What else is happening

  • Eight children separated from their parents at the U.S.-Mexico border are staying in a Long Island shelter run by MercyFirst, a Catholic human services agency, reports Newsday’s Bart Jones and Víctor Manuel Ramos. “Kids are very resilient, but it doesn’t take much for a kid to start crying and miss his mom,” the head of MercyFirst said.
  • Some 60 people protested the Trump policy as shameless and un-American Tuesday near the Melville offices of New York’s two U.S. senators, Jones reports.
  • Donald Trump Jr. pulled out of a New York City fundraiser for George P. Bush — eldest son of Jeb Bush — after his dad and aunt, former first lady Laura Bush, denounced the border policy. The younger Bush was the only member of his family to endorse Trump in 2016.
  • In the meeting with House Republicans, Trump couldn’t resist a taunt of Rep. Mark Sanford, a critic who lost a primary to a pro-Trump challenger. “I want to congratulate Mark on a great race,” Trump said. Some of Sanford’s colleagues booed. “A classless cheap shot,” tweeted Rep.
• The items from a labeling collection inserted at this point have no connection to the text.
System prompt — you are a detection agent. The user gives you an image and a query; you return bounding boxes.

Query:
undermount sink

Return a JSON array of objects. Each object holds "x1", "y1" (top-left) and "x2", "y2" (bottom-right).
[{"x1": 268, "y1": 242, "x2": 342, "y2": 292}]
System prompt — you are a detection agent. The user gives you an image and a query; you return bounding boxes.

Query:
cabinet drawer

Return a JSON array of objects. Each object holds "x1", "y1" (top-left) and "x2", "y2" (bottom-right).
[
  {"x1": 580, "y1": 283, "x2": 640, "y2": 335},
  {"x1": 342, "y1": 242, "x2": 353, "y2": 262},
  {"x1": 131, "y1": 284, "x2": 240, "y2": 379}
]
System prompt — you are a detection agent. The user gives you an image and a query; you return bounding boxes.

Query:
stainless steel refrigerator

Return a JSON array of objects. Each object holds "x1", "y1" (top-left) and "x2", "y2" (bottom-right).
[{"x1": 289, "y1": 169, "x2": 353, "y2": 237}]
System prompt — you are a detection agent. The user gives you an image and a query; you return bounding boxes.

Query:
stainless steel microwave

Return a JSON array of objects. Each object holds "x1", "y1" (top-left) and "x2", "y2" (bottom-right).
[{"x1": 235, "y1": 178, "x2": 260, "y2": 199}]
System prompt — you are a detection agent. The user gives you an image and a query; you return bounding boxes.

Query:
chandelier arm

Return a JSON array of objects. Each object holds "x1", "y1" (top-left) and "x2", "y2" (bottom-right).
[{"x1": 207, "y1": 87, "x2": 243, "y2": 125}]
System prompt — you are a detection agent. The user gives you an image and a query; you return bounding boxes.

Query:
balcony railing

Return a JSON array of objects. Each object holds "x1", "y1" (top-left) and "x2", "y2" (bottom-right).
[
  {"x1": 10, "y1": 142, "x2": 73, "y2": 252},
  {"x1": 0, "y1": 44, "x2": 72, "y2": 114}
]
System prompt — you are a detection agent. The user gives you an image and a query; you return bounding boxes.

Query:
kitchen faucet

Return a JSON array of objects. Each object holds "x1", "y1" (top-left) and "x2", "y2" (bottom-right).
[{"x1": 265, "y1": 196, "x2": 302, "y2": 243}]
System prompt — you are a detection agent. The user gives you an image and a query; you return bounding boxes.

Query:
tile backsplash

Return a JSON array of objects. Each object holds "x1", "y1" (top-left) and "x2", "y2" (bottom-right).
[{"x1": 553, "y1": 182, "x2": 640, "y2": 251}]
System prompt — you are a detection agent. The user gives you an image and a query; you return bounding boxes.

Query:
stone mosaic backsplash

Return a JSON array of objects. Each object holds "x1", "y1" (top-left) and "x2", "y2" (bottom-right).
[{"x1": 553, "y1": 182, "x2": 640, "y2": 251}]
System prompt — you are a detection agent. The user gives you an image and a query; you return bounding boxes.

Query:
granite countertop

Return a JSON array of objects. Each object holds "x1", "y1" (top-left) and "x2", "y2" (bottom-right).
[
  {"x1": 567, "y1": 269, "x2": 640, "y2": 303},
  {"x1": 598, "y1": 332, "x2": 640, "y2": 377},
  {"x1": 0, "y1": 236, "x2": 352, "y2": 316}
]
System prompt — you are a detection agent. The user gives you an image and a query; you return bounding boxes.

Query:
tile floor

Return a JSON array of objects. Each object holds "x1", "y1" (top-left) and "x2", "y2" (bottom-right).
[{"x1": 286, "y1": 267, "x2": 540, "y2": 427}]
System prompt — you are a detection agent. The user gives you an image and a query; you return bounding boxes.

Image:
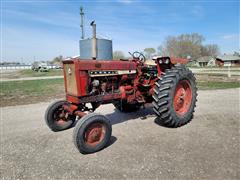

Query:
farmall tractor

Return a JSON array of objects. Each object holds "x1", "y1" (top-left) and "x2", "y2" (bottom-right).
[{"x1": 45, "y1": 52, "x2": 197, "y2": 154}]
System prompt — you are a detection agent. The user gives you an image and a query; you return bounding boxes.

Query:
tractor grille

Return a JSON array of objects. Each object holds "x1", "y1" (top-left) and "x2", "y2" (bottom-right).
[{"x1": 64, "y1": 64, "x2": 77, "y2": 95}]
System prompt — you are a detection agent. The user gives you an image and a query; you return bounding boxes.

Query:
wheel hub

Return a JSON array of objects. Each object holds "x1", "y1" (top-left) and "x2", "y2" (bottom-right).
[
  {"x1": 85, "y1": 123, "x2": 106, "y2": 146},
  {"x1": 173, "y1": 80, "x2": 192, "y2": 116}
]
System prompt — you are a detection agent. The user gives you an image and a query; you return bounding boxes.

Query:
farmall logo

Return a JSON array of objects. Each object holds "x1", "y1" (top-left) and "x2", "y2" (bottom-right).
[{"x1": 68, "y1": 68, "x2": 72, "y2": 75}]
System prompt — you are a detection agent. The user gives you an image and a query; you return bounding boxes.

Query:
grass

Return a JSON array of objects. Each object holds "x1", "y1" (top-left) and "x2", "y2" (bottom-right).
[
  {"x1": 197, "y1": 81, "x2": 240, "y2": 90},
  {"x1": 0, "y1": 79, "x2": 64, "y2": 106},
  {"x1": 19, "y1": 69, "x2": 63, "y2": 77},
  {"x1": 0, "y1": 78, "x2": 240, "y2": 107}
]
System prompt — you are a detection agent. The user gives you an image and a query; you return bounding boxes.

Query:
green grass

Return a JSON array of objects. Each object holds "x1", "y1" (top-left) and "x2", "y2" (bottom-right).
[
  {"x1": 0, "y1": 79, "x2": 240, "y2": 106},
  {"x1": 0, "y1": 79, "x2": 64, "y2": 107},
  {"x1": 20, "y1": 69, "x2": 63, "y2": 77},
  {"x1": 197, "y1": 81, "x2": 240, "y2": 90},
  {"x1": 0, "y1": 79, "x2": 64, "y2": 96}
]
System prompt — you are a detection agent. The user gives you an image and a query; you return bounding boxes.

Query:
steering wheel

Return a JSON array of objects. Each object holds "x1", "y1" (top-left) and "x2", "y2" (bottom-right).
[{"x1": 128, "y1": 51, "x2": 146, "y2": 63}]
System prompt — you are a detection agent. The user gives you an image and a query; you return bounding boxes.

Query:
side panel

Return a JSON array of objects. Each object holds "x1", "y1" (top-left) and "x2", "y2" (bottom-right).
[{"x1": 63, "y1": 64, "x2": 78, "y2": 95}]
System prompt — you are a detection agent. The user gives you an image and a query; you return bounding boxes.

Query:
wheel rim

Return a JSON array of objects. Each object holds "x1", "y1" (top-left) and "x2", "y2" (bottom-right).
[
  {"x1": 53, "y1": 106, "x2": 69, "y2": 126},
  {"x1": 173, "y1": 80, "x2": 192, "y2": 116},
  {"x1": 84, "y1": 122, "x2": 106, "y2": 146}
]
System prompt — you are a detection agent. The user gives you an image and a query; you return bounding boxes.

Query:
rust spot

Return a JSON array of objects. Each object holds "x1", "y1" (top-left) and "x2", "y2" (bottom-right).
[{"x1": 95, "y1": 63, "x2": 102, "y2": 68}]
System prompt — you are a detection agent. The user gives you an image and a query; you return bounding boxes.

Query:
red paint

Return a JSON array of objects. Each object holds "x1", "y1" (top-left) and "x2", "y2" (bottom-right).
[
  {"x1": 173, "y1": 80, "x2": 192, "y2": 116},
  {"x1": 84, "y1": 122, "x2": 106, "y2": 146}
]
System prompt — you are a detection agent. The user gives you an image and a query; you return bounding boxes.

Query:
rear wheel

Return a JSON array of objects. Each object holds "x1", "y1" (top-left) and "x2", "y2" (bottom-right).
[
  {"x1": 45, "y1": 101, "x2": 76, "y2": 132},
  {"x1": 73, "y1": 113, "x2": 112, "y2": 154},
  {"x1": 113, "y1": 100, "x2": 141, "y2": 112},
  {"x1": 153, "y1": 66, "x2": 197, "y2": 127}
]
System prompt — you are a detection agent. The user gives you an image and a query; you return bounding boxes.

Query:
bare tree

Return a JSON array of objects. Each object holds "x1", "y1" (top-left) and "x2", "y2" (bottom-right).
[
  {"x1": 113, "y1": 51, "x2": 125, "y2": 60},
  {"x1": 143, "y1": 48, "x2": 156, "y2": 59},
  {"x1": 201, "y1": 44, "x2": 219, "y2": 57},
  {"x1": 162, "y1": 33, "x2": 204, "y2": 58}
]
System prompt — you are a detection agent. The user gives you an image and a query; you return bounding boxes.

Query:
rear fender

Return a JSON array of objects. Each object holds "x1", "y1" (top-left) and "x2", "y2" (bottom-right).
[{"x1": 153, "y1": 56, "x2": 188, "y2": 76}]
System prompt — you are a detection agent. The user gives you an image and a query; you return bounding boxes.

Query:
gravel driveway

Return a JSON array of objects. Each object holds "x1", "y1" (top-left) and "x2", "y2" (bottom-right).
[{"x1": 0, "y1": 89, "x2": 240, "y2": 180}]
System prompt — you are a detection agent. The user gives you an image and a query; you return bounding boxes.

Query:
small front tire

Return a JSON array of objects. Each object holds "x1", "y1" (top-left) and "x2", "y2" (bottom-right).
[
  {"x1": 73, "y1": 113, "x2": 112, "y2": 154},
  {"x1": 45, "y1": 100, "x2": 76, "y2": 132}
]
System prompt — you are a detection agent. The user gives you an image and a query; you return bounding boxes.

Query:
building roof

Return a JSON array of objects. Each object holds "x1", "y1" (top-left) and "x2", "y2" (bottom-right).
[
  {"x1": 217, "y1": 55, "x2": 240, "y2": 61},
  {"x1": 197, "y1": 56, "x2": 214, "y2": 62}
]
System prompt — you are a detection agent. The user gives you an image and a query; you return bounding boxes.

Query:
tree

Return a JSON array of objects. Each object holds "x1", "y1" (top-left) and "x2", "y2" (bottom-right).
[
  {"x1": 113, "y1": 51, "x2": 125, "y2": 60},
  {"x1": 143, "y1": 48, "x2": 156, "y2": 59},
  {"x1": 158, "y1": 33, "x2": 219, "y2": 59},
  {"x1": 201, "y1": 44, "x2": 219, "y2": 57},
  {"x1": 52, "y1": 55, "x2": 63, "y2": 64}
]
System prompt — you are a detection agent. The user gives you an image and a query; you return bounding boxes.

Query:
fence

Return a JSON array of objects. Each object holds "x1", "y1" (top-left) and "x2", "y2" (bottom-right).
[{"x1": 0, "y1": 65, "x2": 56, "y2": 70}]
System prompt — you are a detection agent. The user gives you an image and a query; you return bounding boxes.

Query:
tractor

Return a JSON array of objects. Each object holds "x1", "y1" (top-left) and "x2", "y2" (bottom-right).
[{"x1": 45, "y1": 52, "x2": 197, "y2": 154}]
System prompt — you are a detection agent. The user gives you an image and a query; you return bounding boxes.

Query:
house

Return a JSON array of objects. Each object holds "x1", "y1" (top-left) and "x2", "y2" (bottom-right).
[
  {"x1": 196, "y1": 56, "x2": 216, "y2": 67},
  {"x1": 216, "y1": 54, "x2": 240, "y2": 66}
]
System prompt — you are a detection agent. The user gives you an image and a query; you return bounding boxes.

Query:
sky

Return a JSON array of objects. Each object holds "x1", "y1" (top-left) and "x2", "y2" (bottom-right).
[{"x1": 0, "y1": 0, "x2": 239, "y2": 63}]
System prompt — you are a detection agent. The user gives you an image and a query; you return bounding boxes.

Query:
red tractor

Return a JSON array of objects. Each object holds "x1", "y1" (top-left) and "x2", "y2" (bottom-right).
[{"x1": 45, "y1": 52, "x2": 197, "y2": 154}]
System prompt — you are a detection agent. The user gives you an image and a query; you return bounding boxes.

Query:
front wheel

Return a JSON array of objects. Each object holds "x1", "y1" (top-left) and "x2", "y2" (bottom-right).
[
  {"x1": 45, "y1": 100, "x2": 76, "y2": 132},
  {"x1": 153, "y1": 66, "x2": 197, "y2": 127},
  {"x1": 73, "y1": 113, "x2": 112, "y2": 154}
]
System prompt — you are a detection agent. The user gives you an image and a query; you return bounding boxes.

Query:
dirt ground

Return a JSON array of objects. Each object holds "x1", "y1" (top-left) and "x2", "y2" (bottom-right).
[{"x1": 0, "y1": 89, "x2": 240, "y2": 180}]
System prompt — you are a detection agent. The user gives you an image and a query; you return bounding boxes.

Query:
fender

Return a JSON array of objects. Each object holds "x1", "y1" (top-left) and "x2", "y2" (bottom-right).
[{"x1": 153, "y1": 56, "x2": 189, "y2": 65}]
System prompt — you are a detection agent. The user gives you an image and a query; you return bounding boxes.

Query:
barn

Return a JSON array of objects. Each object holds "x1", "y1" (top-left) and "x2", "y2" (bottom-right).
[
  {"x1": 196, "y1": 56, "x2": 215, "y2": 67},
  {"x1": 216, "y1": 55, "x2": 240, "y2": 66}
]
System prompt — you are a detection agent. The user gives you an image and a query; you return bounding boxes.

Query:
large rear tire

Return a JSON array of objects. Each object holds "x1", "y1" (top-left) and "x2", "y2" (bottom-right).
[
  {"x1": 73, "y1": 113, "x2": 112, "y2": 154},
  {"x1": 153, "y1": 65, "x2": 197, "y2": 128},
  {"x1": 45, "y1": 100, "x2": 76, "y2": 132}
]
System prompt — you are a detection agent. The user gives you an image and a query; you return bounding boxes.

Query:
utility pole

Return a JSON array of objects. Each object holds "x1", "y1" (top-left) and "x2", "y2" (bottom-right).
[{"x1": 80, "y1": 6, "x2": 84, "y2": 39}]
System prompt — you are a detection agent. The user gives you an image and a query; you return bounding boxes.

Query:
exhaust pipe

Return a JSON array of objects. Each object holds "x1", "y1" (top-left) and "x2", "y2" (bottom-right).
[{"x1": 90, "y1": 21, "x2": 97, "y2": 60}]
Justin Amash (R-Mich.)
  • The Trump administration announced Tuesday it was leaving the United Nations’ Human Rights Council. Ambassador Nikki Haley said the council has shown “chronic bias against Israel” and includes countries that abuse human rights.
  • Trump’s 2020 campaign manager, Brad Parscale, tweeted that the president should fire Attorney General Jeff Sessions and end special counsel Robert Mueller’s Russia investigation. It wasn’t clear whether Parscale was speaking on his own or coordinating with Trump.
  • Could Trump pardon himself? By 64% to 18%, Americans surveyed in a USA Today/Suffolk University poll said no. Even among Republicans, just 29% say he has that power; 45% say he doesn’t.